Federal Reserve Bank of Philadelphia President Charles Plosser said he’s “encouraged” by a report today showing faster gains in prices while calling for vigilance as inflation moves closer to the Fed’s 2 percent goal.
“The inflation rate is going to gradually lift up,” Plosser said today in a Bloomberg Radio interview. “How quickly? It may end up coming back quicker than some people think. We’ll just have to be careful and vigilant.”
The Commerce Department today said the Fed’s preferred gauge of inflation, as measured by the personal consumption expenditures index, accelerated to 1.6 percent in April, marking the fastest pace since 2012. Fed officials have struggled to speed inflation toward their goal even with record-low interest rates and an expansion of their balance sheet to $4.32 trillion.

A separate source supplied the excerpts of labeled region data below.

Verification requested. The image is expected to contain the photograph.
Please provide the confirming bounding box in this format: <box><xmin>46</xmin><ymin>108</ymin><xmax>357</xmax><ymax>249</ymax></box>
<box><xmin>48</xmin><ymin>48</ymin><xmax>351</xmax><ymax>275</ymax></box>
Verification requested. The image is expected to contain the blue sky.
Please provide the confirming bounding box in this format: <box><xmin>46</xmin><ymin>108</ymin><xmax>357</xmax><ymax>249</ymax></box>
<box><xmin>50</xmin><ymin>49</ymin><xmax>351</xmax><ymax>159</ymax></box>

“I’m one of those people” who think “the rate hikes are going to come sooner than others” do, Plosser said in the interview. The timing of the interest-rate increase will depend on the evolution of the economy, he said.
Policy makers are debating the timing for increasing the benchmark interest rate, which they have held close to zero since December 2008, and how to eventually wind down the Fed’s record balance sheet.
“There are risks to maintaining a big balance sheet,” Plosser said. “My preference is to see the balance sheet gradually shrink.”
Asked about recent signs of a slowdown in the housing market, Plosser said he sees some structural, longer-term changes in housing that may have changed how the industry should be viewed, noting that the preferences of younger home buyers may have changed compared with prior generations.
“We have to be careful to allow these adjustments to evolve,” he said. “Home prices are still rising.”
In a speech at the Hoover Institution in Stanford, California, Plosser reiterated his call for the Fed to adopt a “more systematic rule-like approach” to monetary policy. Such “robust rules” would help the central bank “enhance economic performance,” he said in a speech.